Un réseau de 64 domaines reliés entre eux : nous avons fait part de nos découvertes au Haut-commissariat à l’enfance. La réponse est immédiate :

« Votre enquête le montre clairement : la pédocriminalité en ligne n’est pas un accident, c’est un écosystème », alerte Sarah El Hairy, haut-commissaire à l’enfance.

Les chiffres qu’elle fournit donnent le vertige : les signalements de contenus pédocriminels ont bondi de 6 000 % en dix ans dans le monde, et 750 000 prédateurs seraient actifs chaque jour sur internet.

Face à cette réalité, la haut-commissaire appelle à une réponse « systémique », capable de « remonter toute la chaîne, du pseudonyme aux infrastructures ».

Elle lance un appel au sursaut collectif et invite chaque citoyen à signaler tout site suspect via la plateforme Pharos .

« Chaque signalement compte. La protection de nos enfants est une responsabilité de tous. »
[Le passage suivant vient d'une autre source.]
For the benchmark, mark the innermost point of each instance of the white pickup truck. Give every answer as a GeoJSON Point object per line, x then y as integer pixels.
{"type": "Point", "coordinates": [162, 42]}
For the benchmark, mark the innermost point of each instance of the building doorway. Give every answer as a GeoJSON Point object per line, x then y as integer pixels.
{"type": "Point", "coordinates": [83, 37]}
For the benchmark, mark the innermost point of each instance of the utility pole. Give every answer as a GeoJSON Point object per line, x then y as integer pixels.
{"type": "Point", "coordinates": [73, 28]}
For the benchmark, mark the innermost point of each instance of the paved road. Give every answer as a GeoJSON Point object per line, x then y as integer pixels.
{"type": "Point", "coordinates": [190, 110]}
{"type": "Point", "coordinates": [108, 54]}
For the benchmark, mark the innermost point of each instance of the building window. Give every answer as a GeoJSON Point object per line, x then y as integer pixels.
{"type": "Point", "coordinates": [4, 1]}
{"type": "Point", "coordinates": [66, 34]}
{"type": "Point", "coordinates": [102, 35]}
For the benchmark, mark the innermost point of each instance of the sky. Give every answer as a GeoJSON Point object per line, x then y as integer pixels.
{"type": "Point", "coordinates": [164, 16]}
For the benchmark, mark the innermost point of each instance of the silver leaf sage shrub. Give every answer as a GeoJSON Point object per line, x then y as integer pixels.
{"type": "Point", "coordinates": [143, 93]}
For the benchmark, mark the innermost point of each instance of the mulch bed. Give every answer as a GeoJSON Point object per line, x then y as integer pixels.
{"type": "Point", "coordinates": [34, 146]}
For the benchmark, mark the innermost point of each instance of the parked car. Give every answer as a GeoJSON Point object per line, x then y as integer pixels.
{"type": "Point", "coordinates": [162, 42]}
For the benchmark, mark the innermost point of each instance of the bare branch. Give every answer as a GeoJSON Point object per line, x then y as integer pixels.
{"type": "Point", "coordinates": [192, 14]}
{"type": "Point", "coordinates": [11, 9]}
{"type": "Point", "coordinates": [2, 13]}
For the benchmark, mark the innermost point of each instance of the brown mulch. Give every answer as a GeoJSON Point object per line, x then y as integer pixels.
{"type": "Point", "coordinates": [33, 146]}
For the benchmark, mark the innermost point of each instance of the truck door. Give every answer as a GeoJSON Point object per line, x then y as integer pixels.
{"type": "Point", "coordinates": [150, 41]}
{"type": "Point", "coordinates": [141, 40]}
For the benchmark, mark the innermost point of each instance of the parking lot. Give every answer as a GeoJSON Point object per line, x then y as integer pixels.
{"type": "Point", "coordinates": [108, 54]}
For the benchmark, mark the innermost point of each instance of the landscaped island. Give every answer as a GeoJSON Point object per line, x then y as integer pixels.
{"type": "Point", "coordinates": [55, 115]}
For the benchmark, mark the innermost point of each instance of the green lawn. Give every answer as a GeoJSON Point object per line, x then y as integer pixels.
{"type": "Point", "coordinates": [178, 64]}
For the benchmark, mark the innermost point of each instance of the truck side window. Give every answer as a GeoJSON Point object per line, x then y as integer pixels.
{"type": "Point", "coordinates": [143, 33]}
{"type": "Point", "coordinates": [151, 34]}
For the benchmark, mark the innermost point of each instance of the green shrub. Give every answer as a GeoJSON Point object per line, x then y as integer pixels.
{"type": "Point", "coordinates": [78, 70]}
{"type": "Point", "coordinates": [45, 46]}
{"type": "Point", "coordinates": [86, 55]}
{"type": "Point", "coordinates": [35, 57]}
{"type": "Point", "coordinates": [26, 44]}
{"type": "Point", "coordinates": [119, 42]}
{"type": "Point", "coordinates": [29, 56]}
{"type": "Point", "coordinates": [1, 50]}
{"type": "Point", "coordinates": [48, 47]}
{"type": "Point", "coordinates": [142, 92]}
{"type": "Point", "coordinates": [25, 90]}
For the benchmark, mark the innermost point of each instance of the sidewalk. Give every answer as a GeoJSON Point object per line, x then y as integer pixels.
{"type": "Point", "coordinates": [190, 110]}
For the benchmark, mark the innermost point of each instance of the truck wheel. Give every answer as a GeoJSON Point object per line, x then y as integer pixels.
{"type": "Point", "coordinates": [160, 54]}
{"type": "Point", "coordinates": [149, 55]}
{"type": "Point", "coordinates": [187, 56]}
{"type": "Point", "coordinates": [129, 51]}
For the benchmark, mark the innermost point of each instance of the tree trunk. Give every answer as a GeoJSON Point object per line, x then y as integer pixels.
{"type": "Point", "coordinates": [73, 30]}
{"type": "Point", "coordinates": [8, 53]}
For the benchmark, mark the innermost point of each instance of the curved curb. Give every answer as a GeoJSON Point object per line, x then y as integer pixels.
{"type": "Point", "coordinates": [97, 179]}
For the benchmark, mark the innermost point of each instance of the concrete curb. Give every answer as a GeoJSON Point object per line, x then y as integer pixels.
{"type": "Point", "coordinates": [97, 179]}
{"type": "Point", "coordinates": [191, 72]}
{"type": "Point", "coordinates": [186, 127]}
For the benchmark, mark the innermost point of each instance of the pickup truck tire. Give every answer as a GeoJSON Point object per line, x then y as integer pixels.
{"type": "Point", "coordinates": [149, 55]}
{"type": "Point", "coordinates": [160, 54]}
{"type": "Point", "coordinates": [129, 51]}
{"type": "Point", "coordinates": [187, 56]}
En France, Pharos, rattaché au ministère de l’Intérieur, permet à tout internaute de signaler des contenus illicites. Mais le dispositif se heurte à la nature même de ces forums.

Pris isolément, beaucoup de messages ne relèvent pas d’une infraction pénale caractérisée. Ils suggèrent, contournent, décrivent, sans jamais tout à fait basculer dans ce qui pourrait être immédiatement poursuivi. Une zone grise savamment entretenue.

Le cabinet du Haut-commissariat à l’enfance le confirme :

« Nous avons été prévenus le 8 avril de l’existence du site français dont vous parlez. (ndlr : cela fait plus de 3 ans que ce canal en parle  et bien plus que, par exemple, Wanted Pedo en parle….) On a immédiatement saisi Pharos, qui a pu localiser l’hébergeur. Il est situé au Canada, c’est donc très compliqué pour le fermer rapidement. »

Le site autorisant la présence d’adolescents sans aucune vérification d’âge, l’Arcom, le gendarme français du numérique, devrait être prochainement saisi.

« Mais c’est souvent très long. Ce n’est pas en 24 heures que l’enquête peut aboutir… »

En attendant, le forum continue à vivre. Jeudi dernier encore, de nouveaux messages ont été publiés. L’un d’eux décrit une scène de plage impliquant deux enfants de 12 ans, observés par un adulte.

Son récit s’attarde sur leurs corps, avec une complaisance qui ne laisse aucun doute sur son intention.